Très apprécié des troupes et de la population, Kouamé Lougué, ancien chef d’état-major et ministre de la Défense jusqu’à son limogeage en 2003, s’est imposé au coeur du jeu.Il a ainsi rencontré le Mogho Naba, le “roi” des Mossi, une autorité coutumière très respectée dans le pays. Le chef de l’Etat appartient à cette ethnie, la plus importante du Burkina.

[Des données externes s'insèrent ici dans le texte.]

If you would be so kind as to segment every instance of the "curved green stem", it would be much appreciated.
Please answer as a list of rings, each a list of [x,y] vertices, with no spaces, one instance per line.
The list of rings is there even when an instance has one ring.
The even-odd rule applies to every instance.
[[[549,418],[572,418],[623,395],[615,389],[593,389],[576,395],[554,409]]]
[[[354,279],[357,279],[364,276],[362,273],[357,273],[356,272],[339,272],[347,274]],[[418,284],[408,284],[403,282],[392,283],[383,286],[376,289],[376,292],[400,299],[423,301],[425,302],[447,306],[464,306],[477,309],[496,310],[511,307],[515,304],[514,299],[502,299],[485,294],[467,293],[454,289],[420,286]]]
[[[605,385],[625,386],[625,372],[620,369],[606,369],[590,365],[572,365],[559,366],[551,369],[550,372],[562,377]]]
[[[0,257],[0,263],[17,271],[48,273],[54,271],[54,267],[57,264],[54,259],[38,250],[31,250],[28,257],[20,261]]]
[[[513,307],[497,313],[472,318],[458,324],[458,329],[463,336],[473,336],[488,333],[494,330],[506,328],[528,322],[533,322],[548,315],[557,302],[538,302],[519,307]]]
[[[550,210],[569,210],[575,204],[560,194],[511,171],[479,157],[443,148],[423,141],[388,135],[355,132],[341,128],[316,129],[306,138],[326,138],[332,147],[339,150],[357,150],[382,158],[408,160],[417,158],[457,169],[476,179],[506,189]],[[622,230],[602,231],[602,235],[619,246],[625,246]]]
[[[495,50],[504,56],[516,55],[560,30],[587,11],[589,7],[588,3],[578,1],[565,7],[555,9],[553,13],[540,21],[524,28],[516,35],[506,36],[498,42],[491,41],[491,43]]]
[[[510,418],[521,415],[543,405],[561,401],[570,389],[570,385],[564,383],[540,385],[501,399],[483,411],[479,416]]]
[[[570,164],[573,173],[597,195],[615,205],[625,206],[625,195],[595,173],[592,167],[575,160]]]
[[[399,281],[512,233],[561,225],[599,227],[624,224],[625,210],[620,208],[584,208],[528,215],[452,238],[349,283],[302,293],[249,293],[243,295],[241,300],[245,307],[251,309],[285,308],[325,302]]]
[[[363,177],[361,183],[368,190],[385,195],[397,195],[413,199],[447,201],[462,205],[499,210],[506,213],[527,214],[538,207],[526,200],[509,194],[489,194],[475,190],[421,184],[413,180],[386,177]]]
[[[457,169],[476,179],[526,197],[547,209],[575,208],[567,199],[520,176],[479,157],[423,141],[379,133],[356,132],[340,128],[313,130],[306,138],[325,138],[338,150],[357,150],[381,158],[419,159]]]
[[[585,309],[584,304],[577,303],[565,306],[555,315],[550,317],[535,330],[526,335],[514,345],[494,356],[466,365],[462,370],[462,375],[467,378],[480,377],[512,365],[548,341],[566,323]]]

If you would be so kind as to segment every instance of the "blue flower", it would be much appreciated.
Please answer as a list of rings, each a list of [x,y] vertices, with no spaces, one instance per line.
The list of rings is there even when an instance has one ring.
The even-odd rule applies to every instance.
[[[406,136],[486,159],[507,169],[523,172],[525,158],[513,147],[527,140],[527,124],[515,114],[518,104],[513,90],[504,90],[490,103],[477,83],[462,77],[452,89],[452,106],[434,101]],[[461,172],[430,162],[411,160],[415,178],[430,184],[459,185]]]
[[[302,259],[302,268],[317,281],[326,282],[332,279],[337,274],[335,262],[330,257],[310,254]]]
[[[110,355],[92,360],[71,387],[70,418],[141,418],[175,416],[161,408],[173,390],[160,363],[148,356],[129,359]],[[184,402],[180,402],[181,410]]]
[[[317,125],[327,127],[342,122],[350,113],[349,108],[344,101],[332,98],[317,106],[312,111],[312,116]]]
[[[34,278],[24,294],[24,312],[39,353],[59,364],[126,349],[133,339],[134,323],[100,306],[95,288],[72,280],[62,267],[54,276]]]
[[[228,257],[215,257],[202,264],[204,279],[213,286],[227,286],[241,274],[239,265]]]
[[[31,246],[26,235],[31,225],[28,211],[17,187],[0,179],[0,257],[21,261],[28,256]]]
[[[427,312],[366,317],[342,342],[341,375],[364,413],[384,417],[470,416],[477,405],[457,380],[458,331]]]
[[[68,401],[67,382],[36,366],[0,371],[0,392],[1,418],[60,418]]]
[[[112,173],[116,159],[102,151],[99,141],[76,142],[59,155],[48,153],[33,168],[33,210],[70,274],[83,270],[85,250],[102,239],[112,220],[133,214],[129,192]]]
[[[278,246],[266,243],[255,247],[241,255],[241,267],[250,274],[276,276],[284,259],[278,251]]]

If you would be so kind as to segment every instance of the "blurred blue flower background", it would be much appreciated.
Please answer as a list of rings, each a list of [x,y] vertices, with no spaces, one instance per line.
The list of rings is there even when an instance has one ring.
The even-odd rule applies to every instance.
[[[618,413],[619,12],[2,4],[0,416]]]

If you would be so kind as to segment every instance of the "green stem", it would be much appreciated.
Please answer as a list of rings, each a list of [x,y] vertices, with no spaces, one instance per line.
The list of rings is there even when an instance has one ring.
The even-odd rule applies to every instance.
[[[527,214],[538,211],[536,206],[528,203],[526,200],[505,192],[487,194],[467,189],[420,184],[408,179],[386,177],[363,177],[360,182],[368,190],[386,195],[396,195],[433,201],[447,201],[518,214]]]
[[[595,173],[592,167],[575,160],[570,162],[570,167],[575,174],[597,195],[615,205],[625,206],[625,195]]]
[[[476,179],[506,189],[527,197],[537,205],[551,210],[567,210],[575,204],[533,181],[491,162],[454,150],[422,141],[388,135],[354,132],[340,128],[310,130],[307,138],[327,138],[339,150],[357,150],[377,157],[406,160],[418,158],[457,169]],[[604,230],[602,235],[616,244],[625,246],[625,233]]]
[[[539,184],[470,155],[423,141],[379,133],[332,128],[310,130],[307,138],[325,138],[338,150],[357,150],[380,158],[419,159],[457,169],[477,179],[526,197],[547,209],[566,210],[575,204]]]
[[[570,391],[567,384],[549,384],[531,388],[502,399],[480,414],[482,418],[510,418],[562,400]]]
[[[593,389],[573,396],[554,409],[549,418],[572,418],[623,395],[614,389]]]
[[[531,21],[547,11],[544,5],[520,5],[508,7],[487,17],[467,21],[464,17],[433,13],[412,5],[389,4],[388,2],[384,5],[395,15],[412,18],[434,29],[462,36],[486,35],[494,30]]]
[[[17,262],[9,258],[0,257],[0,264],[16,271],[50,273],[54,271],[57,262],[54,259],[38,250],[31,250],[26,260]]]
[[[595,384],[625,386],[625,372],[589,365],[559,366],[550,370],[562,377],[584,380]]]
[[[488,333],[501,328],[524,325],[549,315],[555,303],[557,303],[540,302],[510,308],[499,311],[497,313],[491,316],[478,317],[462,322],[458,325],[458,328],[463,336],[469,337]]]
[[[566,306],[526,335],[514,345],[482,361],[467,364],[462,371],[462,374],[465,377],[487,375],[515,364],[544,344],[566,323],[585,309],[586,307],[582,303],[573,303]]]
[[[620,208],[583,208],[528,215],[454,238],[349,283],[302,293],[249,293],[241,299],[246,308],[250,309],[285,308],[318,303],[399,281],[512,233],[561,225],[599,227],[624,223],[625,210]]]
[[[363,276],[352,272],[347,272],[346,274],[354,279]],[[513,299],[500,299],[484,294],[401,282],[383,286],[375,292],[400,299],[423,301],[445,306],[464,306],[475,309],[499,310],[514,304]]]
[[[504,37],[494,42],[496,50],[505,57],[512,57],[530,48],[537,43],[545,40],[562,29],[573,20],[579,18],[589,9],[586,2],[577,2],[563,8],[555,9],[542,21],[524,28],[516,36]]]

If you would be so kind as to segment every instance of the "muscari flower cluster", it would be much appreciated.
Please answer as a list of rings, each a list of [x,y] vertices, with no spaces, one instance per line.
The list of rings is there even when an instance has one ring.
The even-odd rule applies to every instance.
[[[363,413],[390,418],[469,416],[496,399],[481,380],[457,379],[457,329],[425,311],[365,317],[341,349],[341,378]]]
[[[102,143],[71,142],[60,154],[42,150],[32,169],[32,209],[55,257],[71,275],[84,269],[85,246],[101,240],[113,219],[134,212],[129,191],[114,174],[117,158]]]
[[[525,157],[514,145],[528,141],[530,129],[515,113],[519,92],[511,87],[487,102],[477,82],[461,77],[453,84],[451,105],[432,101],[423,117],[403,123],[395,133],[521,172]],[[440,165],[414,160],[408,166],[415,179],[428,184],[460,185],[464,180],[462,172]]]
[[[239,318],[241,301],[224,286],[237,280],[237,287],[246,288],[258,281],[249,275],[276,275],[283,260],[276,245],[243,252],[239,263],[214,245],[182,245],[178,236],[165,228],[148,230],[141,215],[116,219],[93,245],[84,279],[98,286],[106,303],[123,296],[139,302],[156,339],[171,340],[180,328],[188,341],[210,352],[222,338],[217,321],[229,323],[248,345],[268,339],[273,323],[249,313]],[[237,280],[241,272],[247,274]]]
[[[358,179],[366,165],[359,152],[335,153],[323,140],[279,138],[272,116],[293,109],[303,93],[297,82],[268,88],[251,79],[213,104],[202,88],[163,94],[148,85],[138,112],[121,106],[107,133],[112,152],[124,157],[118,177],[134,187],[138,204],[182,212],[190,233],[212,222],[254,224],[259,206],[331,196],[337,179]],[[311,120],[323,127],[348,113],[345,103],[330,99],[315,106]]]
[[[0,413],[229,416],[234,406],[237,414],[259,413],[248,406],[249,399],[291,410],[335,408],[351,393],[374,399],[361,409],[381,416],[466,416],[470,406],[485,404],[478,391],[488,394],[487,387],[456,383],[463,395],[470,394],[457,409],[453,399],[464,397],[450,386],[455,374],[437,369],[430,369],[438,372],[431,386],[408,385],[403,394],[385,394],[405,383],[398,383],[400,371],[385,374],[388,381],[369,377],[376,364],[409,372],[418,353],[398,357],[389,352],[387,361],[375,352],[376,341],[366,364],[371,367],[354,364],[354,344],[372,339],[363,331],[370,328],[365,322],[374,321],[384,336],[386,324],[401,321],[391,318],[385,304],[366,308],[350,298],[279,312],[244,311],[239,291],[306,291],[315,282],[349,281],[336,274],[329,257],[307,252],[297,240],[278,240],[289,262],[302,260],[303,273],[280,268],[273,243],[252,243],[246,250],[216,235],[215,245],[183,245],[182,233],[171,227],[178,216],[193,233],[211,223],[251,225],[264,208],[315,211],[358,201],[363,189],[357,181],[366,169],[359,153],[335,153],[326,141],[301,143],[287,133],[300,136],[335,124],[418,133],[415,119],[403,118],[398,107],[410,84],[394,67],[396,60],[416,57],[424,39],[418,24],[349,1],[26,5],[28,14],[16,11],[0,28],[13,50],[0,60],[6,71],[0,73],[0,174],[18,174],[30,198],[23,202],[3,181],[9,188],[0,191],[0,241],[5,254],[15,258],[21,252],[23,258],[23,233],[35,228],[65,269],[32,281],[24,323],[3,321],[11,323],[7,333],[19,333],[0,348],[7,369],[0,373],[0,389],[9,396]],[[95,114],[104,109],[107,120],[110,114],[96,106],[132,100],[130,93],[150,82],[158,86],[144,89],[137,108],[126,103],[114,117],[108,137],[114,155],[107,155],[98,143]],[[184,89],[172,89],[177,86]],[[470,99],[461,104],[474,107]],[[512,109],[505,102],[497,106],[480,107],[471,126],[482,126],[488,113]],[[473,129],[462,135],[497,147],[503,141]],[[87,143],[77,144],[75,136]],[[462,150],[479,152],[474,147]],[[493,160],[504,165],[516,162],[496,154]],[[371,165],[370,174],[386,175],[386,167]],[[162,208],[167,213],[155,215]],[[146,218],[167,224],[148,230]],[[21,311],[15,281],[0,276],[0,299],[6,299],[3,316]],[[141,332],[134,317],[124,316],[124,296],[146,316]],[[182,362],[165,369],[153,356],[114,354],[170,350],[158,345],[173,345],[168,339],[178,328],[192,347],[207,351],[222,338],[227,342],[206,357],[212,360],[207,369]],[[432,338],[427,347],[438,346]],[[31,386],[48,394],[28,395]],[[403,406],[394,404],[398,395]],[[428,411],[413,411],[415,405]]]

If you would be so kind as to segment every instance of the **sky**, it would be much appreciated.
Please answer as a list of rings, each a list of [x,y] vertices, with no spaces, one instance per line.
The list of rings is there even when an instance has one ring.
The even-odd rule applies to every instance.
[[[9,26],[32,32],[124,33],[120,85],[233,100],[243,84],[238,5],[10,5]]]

• Les raisons de la colère
Des révisions constitutionnelles à répétition. A l’origine de cette contestation sans précédent dans le pays, un amendement voulu par le gouvernement burkinabé, pour permettre à Blaise Compaoré de se représenter. Le président au pouvoir depuis 1987 a voulu modifier la constitution pour entamer un cinquième mandat après les élections de 2015. Il avait déjà changé les textes fondateurs de la république brukinabè quatre fois depuis 1991. Les députés devaient voter ce projet de loi jeudi, quand les manifestants se sont rués dans le bâtiment.
Les manifestants dans une des salles d’assemblée du Parlement. © Reuters
Selon le site d’informations Burkina 24, le gouvernement a décidé de retirer le projet de loi controversé. “Le gouvernement informe l’ensemble des populations de l’annulation de l’examen du projet de loi portant révision de la Constitution”, indique un communiqué, qui “appelle les populations au calme et à la retenue”. Un porte-parole a simplement indiqué à l’AFP que le gouvernement “annule le vote” de la loi, sans plus de précisions.
• Les réactions internationales
L’ONU réagit. Paris appelle “toutes les parties à la retenue” et Washington se dit “très inquiet”. L’ambassadeur de France à Ouagadougou a d’ailleurs rencontré les chefs de l’opposition pour trouver une solution pour une sortie de crise, affirme France 24. Mais c’est surtout l’ONU qui a réagi au tumulte qui agite le pays. Le secrétaire général Ban Ki-moon va envoyer jeudi un émissaire au Burkina Faso. pour tenter de mettre fin aux violences. A Paris, une manifestation de la diaspora burkinabè s’est également tenue, demandant à Blaise Compaoré, mais aussi à d’autres chefs d’Etats africains installés depuis longtemps au pouvoir, de “dégager”.